During the climate summit in Dubai, the food systems takeover of the Nordic pavilion – and the official COP28 side-event on health, food and climate action - brought together some of the most influential voices on the urgent need for healthy and sustainable food systems.
“The food systems are not broken. It is responding exactly to the incentives it is given. And it is all the wrong incentives. Food is not priced properly, not for the environment, not for health and not for equity,” Lawrence Haddad Executive Director, Gain, said at the debate at the Nordic pavilion.
Urgent need to transform our food systems
The need to transform our food systems are clear. They need to become more sustainable, more competitive, and more equitable. Karen Ellemann, Secretary General, Nordic Council of Ministers stressed the importance of bridging between the climate, health and food communities in order to make it happen.
“We can never phase out food like we will with fossil fuels. Food is essential to life itself,” Karen said when describing the need for transforming our food systems to become more sustainable.
At the Food Systems Takeover of the Nordic Pavilion on 10 December, Stefanos Fotiou, Director, UN Food Systems Coordination Hub, reflected on the importance of the day and the increased focus that food systems received at this COP and where the Nordics took lead to be part of the change.
“This is the second most important day I’ve ever experienced at a COP. The first was in Paris, in COP21, the day that the Paris Agreement was approved. I think that this momentum that is kept here, it needs to continue for the next 2 to 3 years.”

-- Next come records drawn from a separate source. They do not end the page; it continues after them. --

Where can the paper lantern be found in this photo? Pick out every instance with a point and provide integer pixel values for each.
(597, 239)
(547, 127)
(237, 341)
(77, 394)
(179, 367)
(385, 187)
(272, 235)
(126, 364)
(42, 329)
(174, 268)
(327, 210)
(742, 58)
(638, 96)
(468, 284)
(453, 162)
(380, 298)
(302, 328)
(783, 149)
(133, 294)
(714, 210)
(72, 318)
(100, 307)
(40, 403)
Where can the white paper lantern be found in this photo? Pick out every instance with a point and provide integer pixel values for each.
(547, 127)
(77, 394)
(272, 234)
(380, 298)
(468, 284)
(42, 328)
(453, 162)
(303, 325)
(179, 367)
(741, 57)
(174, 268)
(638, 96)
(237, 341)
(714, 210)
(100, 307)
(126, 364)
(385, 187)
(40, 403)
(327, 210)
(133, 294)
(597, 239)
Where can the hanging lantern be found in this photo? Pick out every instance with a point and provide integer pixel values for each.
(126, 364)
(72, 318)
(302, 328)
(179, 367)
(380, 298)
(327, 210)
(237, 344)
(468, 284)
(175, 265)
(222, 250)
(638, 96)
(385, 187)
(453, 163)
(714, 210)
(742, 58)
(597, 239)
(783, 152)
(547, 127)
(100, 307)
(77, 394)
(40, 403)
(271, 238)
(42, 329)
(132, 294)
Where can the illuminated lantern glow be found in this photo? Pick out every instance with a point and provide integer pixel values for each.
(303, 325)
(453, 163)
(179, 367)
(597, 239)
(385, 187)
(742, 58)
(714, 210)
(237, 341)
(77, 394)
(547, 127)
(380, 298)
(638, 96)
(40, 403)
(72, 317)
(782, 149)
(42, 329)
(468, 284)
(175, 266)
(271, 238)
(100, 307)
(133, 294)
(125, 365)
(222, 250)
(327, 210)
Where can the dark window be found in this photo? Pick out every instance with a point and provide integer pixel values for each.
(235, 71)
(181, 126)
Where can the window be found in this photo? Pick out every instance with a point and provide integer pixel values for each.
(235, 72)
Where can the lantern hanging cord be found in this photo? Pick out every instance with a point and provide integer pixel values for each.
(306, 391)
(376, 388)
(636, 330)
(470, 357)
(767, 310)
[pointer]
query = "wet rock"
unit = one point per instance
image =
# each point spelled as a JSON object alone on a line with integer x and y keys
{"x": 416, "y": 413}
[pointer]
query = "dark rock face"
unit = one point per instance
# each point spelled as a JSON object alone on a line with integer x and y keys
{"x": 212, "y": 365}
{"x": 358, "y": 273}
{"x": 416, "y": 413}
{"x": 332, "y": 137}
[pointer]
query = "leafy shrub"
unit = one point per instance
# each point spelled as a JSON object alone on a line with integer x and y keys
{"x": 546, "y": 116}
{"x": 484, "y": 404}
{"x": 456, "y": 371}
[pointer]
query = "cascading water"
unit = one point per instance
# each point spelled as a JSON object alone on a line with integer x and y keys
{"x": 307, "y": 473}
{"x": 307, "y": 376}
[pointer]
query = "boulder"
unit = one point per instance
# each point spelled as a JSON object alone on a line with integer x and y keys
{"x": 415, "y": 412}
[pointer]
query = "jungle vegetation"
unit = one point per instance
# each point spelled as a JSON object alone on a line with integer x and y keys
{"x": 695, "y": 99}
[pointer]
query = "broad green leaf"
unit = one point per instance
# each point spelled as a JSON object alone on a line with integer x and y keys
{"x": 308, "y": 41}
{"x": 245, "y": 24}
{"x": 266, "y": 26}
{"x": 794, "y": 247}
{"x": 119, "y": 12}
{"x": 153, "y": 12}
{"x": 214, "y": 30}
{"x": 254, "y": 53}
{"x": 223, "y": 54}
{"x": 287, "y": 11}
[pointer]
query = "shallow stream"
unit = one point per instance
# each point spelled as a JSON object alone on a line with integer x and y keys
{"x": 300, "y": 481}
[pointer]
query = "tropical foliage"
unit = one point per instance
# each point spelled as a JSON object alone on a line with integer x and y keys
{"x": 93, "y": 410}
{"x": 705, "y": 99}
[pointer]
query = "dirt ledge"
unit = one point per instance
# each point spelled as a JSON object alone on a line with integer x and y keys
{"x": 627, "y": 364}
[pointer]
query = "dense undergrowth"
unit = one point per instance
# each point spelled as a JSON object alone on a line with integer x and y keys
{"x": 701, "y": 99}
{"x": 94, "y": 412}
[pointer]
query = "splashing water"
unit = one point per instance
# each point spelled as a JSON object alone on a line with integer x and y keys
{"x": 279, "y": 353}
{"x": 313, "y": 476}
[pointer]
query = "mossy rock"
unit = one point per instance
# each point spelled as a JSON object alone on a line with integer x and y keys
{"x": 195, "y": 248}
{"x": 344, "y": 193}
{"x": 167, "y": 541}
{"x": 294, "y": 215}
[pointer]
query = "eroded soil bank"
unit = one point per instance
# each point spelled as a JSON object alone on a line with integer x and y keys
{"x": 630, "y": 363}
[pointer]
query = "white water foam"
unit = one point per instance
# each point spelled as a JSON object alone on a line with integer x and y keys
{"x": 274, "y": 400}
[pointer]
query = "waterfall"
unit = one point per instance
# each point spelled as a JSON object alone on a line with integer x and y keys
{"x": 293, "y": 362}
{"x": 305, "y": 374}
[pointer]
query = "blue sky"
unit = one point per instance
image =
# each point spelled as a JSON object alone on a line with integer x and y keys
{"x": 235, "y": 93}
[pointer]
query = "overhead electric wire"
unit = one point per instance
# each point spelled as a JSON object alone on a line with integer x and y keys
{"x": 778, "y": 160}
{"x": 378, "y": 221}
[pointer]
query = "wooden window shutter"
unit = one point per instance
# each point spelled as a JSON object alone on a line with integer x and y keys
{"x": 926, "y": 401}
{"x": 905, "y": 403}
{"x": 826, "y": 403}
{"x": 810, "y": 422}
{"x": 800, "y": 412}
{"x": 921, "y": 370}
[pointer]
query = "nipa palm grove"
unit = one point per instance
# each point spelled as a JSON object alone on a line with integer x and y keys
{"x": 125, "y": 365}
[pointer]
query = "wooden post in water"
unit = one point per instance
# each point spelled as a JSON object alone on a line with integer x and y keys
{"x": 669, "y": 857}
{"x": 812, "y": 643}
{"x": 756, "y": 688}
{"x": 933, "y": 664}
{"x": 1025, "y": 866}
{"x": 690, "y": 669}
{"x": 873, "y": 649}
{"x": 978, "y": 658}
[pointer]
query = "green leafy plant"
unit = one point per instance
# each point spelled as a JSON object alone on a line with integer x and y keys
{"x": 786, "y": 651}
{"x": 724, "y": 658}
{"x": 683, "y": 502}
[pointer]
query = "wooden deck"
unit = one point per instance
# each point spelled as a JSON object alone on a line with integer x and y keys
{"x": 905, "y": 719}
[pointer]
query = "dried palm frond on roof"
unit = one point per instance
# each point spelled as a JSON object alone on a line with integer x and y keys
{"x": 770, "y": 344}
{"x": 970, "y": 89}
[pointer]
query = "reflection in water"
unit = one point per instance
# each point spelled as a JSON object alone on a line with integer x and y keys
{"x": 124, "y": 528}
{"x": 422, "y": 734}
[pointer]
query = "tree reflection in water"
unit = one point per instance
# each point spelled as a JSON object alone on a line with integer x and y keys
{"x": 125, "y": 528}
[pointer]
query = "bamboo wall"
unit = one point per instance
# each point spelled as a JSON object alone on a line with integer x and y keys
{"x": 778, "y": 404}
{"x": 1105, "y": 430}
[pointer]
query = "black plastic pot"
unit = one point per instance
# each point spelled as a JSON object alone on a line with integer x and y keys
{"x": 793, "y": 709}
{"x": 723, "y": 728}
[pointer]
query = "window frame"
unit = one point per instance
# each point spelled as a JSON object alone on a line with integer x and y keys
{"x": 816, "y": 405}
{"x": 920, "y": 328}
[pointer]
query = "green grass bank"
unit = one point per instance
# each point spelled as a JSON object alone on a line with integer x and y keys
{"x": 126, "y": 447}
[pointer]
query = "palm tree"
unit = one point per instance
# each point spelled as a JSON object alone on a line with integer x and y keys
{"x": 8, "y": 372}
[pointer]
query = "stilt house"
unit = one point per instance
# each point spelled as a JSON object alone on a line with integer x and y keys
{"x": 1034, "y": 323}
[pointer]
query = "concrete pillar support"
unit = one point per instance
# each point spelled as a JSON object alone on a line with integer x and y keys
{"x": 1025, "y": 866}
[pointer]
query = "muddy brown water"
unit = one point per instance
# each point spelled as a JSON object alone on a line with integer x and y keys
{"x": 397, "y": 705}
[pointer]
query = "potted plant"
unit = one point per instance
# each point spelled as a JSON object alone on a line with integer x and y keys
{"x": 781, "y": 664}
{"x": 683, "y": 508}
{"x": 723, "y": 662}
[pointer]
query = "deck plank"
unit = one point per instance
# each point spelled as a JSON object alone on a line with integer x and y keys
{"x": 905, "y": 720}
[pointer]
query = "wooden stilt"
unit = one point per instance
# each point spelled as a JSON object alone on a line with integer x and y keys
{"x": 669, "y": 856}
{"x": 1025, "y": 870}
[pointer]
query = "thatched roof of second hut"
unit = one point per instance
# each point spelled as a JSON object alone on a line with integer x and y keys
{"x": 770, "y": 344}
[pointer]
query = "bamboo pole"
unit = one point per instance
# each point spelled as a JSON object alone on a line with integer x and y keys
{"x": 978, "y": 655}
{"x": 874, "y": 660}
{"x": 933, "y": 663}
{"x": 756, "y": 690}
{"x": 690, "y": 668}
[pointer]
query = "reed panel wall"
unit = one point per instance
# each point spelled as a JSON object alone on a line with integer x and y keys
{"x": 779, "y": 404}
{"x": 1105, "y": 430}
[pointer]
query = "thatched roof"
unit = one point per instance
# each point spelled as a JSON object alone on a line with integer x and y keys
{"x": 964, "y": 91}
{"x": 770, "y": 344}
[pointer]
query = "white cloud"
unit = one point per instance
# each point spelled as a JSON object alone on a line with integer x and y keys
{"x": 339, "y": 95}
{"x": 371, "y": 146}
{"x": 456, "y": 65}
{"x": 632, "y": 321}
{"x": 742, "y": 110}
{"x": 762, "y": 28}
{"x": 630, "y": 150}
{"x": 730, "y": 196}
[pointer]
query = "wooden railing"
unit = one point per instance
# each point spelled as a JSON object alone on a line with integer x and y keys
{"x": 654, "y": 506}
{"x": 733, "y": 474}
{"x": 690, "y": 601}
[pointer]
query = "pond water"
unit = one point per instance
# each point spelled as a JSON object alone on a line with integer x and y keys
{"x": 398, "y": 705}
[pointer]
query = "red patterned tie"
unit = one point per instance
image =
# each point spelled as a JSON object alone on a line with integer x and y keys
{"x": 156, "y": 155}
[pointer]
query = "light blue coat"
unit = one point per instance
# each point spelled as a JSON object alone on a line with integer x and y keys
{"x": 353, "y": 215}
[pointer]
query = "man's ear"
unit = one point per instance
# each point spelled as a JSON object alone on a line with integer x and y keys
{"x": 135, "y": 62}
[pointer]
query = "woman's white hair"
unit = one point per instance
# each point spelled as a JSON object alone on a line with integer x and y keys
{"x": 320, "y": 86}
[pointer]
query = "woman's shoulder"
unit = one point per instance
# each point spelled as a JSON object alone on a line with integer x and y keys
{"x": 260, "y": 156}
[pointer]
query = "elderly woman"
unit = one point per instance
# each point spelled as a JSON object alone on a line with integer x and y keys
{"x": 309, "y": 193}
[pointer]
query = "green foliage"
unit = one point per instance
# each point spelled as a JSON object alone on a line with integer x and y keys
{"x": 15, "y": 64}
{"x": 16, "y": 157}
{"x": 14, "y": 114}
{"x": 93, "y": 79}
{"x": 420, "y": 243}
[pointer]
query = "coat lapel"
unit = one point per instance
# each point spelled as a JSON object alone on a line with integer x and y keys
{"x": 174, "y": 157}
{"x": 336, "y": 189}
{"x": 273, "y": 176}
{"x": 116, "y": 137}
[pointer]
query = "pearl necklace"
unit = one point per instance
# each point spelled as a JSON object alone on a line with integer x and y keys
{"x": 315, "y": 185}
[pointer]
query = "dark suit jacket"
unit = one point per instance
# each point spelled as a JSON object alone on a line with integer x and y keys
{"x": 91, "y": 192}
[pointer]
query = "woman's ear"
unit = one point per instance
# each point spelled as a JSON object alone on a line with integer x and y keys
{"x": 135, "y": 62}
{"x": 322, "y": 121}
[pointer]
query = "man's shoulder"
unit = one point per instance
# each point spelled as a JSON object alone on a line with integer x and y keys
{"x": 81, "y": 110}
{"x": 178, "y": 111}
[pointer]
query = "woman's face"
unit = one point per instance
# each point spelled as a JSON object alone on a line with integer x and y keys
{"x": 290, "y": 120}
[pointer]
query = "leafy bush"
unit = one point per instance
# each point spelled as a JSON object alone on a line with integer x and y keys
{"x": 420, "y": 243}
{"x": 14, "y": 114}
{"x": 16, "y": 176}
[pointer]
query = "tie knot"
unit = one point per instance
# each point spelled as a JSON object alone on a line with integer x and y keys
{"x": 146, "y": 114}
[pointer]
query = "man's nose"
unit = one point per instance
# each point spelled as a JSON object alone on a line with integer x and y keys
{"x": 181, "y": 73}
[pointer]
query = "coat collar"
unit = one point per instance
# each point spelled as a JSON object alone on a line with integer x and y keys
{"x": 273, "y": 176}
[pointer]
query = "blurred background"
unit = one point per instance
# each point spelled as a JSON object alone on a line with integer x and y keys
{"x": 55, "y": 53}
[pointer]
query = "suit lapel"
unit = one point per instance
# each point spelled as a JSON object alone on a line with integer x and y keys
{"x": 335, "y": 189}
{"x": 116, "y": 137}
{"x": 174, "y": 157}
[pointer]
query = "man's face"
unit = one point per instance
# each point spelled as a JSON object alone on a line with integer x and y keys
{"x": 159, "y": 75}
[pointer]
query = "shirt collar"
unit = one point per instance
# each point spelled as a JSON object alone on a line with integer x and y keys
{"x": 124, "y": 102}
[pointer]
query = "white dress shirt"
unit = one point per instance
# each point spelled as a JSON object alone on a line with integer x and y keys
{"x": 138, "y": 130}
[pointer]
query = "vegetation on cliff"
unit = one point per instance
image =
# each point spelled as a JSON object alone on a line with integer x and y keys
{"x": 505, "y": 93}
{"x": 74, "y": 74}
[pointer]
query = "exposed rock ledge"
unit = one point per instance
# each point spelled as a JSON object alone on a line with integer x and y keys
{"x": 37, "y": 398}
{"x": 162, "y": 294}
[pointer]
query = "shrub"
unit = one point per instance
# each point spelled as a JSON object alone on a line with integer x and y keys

Nordic countries are trail blazers
The Nordic collaboration have in different ways put food systems on the climate agenda since 2017 and with the newly launched Nordic Nutrition Recommendations 2023 (NNR2023) – a powerful link has been made between healthy people and a healthy planet.
“If food systems deliver healthy deliver healthy diets for all, we could save 8 million lives per year,” said Dr Tedros Adhanom Ghebreyesus, Director General of the World Health Organization WHO, at the official COP28 side-event on health, food and climate action, he continued:
“Nordic Countries have been trail blazers for many policy breakthroughs, including for linking climate and nutrition”.
The NNR2023 is open source publication and provides a framework that can be adapted to different contexts. The Nordic cooperation hope it can be of use for regions, countries, and organisations across the world.
From discussions to action
Food systems and health was seen and heard in levels never experienced before at a COP. The climate summit in Dubai hosted both the first formal health day, and food day. 143 countries adopted the COP28 UAE Declaration on climate and health, and 134 Countries adopted the COP28 UAE Declaration on Food and Agriculture. In addition, food systems were also for the first time mentioned in the final agreement. However, there is still a lot that needs to be done and the progress continues towards and at COP29 to follow-up the political commitments.
“We can’t talk about healthy and sustainable diets for all unless governments starts to subsidize what we actually want people to eat. And reflect their own recommendations through public procurement, fiscal policies and really start aligning the whole political toolbox”, said Gunhild Stordalen, Founder and Executive Chair of EAT, at the high-level debate Food Systems & Healthy Diets for Climate Action at the Nordic pavilion.